A resposta não é tão simples quanto seria desejável.
Nem toda a reclamação é falsa apenas porque o proprietário discorda dela. A liberdade de expressão permite que um hóspede relate a sua experiência, ainda que negativa. Porém, quando são divulgados factos objetivamente falsos, quando se omitem deliberadamente circunstâncias relevantes ou quando a reclamação é utilizada como forma de pressão para obter descontos ou reembolsos indevidos, deixamos de estar perante uma simples opinião e entramos no domínio da responsabilidade jurídica.
Infelizmente, não são raros os casos em que alguns hóspedes ameaçam apresentar reclamações à plataforma ou publicar avaliações negativas caso não lhes sejam concedidos descontos substanciais, estadias gratuitas ou compensações económicas. Esta prática, que poderíamos designar como uma forma de coação económica através das plataformas digitais, afeta diretamente a reputação dos proprietários e pode provocar prejuízos financeiros significativos.

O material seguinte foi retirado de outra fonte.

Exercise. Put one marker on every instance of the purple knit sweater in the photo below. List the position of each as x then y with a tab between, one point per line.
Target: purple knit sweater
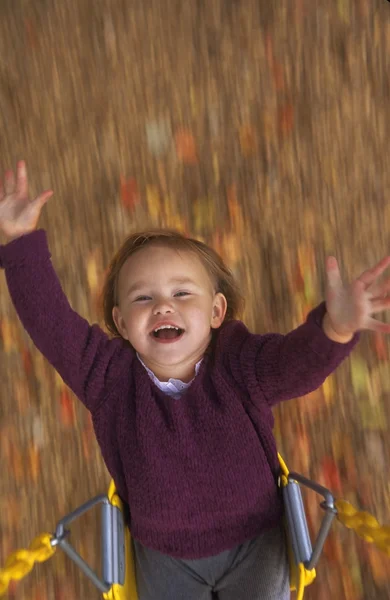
199	473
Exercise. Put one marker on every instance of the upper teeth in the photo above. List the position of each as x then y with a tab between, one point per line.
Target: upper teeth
167	327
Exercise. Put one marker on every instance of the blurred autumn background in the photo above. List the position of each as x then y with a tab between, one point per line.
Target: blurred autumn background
261	127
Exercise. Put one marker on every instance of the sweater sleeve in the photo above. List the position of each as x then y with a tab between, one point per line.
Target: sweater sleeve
86	359
288	366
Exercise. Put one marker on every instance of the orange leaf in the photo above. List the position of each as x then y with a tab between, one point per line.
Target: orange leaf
31	34
235	212
286	118
269	50
278	76
17	463
129	193
67	410
154	202
380	346
27	361
186	147
330	474
34	459
248	140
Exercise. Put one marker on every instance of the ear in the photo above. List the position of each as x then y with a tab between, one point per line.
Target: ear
119	322
219	310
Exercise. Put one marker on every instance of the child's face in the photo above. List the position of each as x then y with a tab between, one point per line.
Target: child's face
160	287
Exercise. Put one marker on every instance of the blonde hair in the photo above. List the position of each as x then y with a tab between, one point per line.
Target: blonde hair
216	268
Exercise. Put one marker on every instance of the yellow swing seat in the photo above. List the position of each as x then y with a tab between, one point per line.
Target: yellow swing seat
118	580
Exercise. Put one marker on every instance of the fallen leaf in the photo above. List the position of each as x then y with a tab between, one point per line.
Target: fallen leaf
129	193
216	168
359	374
8	335
248	140
67	409
380	346
278	76
158	136
286	119
34	462
186	147
235	212
31	34
203	214
154	203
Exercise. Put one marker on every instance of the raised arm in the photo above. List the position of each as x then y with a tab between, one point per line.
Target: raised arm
288	366
87	360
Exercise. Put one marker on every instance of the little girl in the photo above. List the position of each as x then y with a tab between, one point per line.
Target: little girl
182	397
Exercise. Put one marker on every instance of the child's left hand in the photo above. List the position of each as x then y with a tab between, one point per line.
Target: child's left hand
350	308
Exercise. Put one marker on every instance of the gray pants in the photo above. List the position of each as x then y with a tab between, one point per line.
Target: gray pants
255	570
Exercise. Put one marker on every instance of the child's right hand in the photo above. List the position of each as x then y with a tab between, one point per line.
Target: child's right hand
19	213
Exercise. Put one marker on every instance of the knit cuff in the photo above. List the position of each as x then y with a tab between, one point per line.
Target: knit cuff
32	246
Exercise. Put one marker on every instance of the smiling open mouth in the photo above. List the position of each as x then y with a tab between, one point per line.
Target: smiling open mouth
167	332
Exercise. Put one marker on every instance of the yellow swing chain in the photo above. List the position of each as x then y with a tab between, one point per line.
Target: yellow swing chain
21	562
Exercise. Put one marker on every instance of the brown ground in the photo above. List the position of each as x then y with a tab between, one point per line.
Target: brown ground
262	127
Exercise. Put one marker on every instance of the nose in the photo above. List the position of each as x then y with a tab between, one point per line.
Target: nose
163	307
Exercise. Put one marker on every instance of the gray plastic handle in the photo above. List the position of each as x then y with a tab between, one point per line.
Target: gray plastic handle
113	543
296	519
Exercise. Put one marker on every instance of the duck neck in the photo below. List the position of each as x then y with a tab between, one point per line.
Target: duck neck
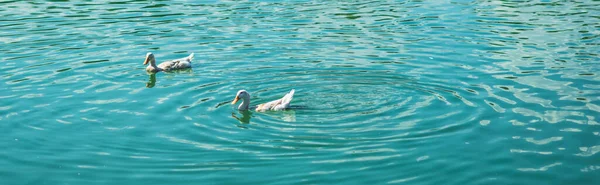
245	104
153	63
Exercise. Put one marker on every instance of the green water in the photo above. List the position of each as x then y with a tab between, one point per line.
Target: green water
388	92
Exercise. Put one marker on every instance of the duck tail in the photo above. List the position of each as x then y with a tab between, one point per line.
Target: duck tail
191	57
288	97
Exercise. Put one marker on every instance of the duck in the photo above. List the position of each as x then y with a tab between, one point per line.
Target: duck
181	63
275	105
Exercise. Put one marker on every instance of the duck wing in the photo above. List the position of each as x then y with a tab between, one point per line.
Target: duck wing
181	63
276	105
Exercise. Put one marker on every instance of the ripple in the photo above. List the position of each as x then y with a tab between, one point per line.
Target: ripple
381	86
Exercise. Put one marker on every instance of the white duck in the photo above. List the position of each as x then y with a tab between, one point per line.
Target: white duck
276	105
181	63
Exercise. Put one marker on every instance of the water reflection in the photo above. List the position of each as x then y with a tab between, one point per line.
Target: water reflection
246	115
152	81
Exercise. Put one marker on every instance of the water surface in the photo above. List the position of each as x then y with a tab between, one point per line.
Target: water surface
390	92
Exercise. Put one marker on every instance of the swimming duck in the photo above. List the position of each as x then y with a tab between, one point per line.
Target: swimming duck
275	105
181	63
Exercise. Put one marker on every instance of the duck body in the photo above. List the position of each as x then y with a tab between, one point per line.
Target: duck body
182	63
275	105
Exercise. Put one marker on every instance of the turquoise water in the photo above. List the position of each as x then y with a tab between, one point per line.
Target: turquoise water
388	92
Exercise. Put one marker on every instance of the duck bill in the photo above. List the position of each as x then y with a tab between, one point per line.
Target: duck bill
146	61
235	100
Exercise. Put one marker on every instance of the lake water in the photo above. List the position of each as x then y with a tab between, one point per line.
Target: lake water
387	92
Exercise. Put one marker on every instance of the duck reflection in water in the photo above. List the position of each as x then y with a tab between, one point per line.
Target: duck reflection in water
152	81
287	116
246	115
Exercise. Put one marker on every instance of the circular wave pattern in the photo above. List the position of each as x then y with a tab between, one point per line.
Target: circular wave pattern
386	92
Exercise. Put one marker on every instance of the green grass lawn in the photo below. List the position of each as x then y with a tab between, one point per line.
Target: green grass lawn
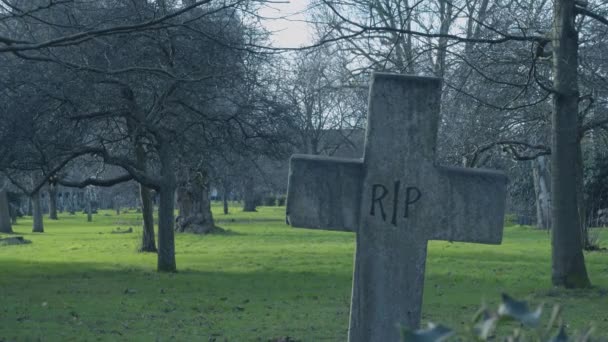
259	281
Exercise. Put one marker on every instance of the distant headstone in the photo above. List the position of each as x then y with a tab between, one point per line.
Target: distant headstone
14	240
396	199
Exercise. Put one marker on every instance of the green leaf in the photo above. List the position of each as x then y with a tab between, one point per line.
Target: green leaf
561	336
519	310
434	333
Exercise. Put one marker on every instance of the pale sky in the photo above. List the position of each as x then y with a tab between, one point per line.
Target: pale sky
290	31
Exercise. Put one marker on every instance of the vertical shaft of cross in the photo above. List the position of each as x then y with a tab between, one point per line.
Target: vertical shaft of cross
391	252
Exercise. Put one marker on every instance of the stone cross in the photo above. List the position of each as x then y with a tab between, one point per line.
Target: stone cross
396	199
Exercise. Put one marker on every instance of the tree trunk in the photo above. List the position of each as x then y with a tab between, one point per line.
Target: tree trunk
225	196
89	208
30	208
5	213
542	188
72	203
166	235
249	195
194	204
568	261
580	197
53	202
38	225
148	243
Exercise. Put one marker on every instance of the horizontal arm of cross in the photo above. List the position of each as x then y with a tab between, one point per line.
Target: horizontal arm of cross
324	192
470	205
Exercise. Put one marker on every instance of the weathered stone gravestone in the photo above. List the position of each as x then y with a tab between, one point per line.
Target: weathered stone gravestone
396	199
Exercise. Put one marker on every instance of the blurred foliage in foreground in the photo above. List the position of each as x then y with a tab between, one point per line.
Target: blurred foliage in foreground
486	326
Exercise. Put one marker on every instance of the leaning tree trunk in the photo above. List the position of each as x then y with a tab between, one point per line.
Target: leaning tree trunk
5	213
30	208
194	204
568	261
53	202
542	188
38	225
148	243
249	195
166	235
225	196
89	207
580	197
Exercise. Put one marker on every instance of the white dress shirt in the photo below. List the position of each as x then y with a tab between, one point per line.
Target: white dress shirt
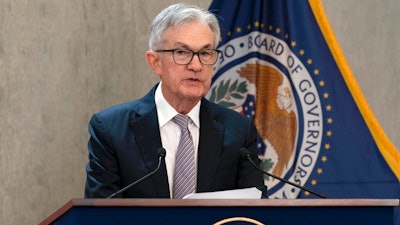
171	133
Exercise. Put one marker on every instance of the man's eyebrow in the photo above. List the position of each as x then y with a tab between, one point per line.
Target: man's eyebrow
185	46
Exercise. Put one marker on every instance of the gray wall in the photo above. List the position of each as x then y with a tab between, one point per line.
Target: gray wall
61	61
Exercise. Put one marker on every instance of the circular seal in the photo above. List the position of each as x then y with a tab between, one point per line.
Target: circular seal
258	75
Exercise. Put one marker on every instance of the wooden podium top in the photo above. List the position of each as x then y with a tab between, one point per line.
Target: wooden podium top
228	203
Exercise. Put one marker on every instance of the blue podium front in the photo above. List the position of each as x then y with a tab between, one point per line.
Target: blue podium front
223	211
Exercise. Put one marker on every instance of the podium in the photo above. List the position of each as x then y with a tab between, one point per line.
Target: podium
226	211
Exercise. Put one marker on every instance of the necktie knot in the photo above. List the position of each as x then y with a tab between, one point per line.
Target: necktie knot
182	121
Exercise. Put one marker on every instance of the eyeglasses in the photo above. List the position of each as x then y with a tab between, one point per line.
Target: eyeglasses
185	56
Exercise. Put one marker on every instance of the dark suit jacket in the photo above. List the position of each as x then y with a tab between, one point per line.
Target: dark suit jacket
125	139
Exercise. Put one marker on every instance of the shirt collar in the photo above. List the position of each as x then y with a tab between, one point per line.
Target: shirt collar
166	112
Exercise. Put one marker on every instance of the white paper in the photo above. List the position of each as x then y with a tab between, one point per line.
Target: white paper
246	193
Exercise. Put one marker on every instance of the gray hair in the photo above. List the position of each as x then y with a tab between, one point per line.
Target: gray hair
180	14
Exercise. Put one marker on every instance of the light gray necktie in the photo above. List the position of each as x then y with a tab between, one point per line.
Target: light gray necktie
185	174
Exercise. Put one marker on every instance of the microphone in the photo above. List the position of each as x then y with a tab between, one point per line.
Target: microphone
161	155
246	154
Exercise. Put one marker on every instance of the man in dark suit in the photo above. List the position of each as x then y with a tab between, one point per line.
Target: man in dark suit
125	139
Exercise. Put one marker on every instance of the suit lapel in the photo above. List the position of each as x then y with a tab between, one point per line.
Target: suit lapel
147	135
210	146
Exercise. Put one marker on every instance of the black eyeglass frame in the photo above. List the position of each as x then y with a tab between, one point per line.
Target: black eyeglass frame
193	53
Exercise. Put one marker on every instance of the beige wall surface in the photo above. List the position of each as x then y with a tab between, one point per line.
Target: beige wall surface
61	61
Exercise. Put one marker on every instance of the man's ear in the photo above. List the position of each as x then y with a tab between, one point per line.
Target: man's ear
153	59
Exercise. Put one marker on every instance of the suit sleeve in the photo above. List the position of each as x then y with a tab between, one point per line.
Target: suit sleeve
102	171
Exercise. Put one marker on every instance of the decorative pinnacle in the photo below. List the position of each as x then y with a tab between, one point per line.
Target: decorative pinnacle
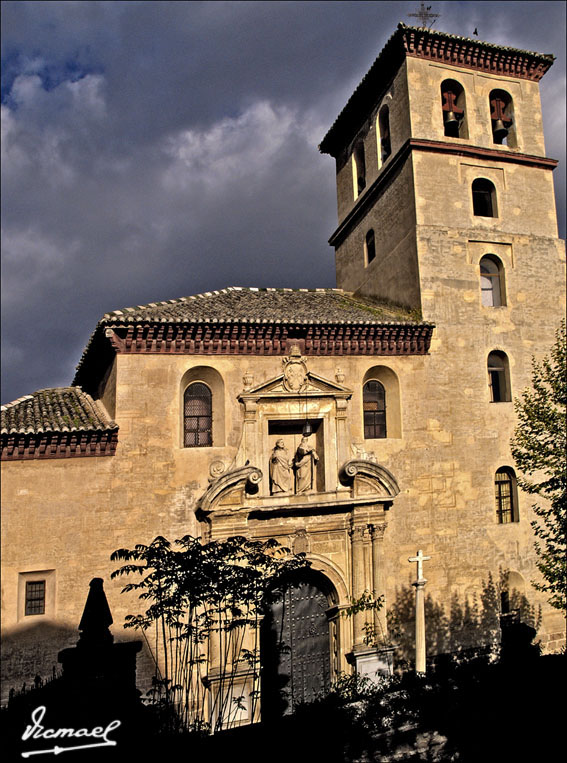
424	15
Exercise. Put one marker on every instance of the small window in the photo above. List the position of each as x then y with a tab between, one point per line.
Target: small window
501	118
505	494
453	109
369	248
374	406
35	597
385	146
198	416
484	198
492	281
499	377
359	168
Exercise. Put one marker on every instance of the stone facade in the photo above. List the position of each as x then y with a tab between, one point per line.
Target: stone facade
373	501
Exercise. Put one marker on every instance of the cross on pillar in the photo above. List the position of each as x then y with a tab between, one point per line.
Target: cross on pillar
424	15
419	559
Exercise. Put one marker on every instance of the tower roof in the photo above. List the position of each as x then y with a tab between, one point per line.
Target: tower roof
419	42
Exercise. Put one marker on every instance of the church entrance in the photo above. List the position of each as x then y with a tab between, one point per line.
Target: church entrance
295	647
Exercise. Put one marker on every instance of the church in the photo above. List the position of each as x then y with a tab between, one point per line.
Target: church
358	425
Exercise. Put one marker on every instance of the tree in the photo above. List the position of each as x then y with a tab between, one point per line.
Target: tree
538	448
204	597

Em Portugal, a responsabilidade civil assenta no princípio de que quem causar ilicitamente danos a outrem fica obrigado a indemnizá-los, conforme estabelece o artigo 483.º do Código Civil. Se uma reclamação falsa provocar cancelamentos de reservas, perda de clientes ou danos na reputação comercial do alojamento, poderá, em determinadas circunstâncias, existir fundamento para exigir uma indemnização, desde que se demonstre a ilicitude da conduta, o dano sofrido e o nexo de causalidade entre ambos.
Por outro lado, o exercício de um direito nunca pode ser abusivo. O artigo 334.º do Código Civil consagra a figura do abuso de direito, impedindo que um direito seja utilizado para fins contrários à boa-fé ou para causar prejuízo injustificado a terceiros. Exigir um desconto sob ameaça de uma avaliação negativa poderá, em determinadas situações, integrar precisamente esse tipo de comportamento.
Também as plataformas desempenham um papel fundamental. Embora funcionem como intermediárias, dispõem de mecanismos internos destinados à denúncia de avaliações falsas, ofensivas ou que violem as respetivas regras de utilização. Cabe aos proprietários utilizar esses mecanismos de forma fundamentada, apresentando provas documentais, fotografias, vídeos, comunicações e demais elementos que permitam demonstrar a falsidade das alegações.
É igualmente importante que os proprietários adotem uma postura preventiva. Registar fotograficamente o estado do alojamento antes e após cada estadia, comunicar sempre por escrito através da plataforma, conservar todos os registos das intervenções realizadas e responder às reclamações de forma objetiva e profissional são medidas que poderão revelar-se decisivas caso surja um litígio.
O crescimento do alojamento local trouxe novas oportunidades económicas para muitas famílias e empresas, especialmente em regiões como os Açores. Porém, também trouxe novos desafios jurídicos, muitos deles ainda pouco discutidos. A proteção dos consumidores é essencial, mas não pode significar a desproteção dos proprietários que cumprem as suas obrigações e vêem a sua reputação colocada em causa por reclamações infundadas.
O equilíbrio entre os direitos dos hóspedes e os direitos dos proprietários exige um sistema de avaliações credível, transparente e justo. Só assim será possível garantir que as plataformas continuam a ser um instrumento de confiança para quem viaja, sem se transformarem num meio de pressão ou de obtenção de vantagens indevidas.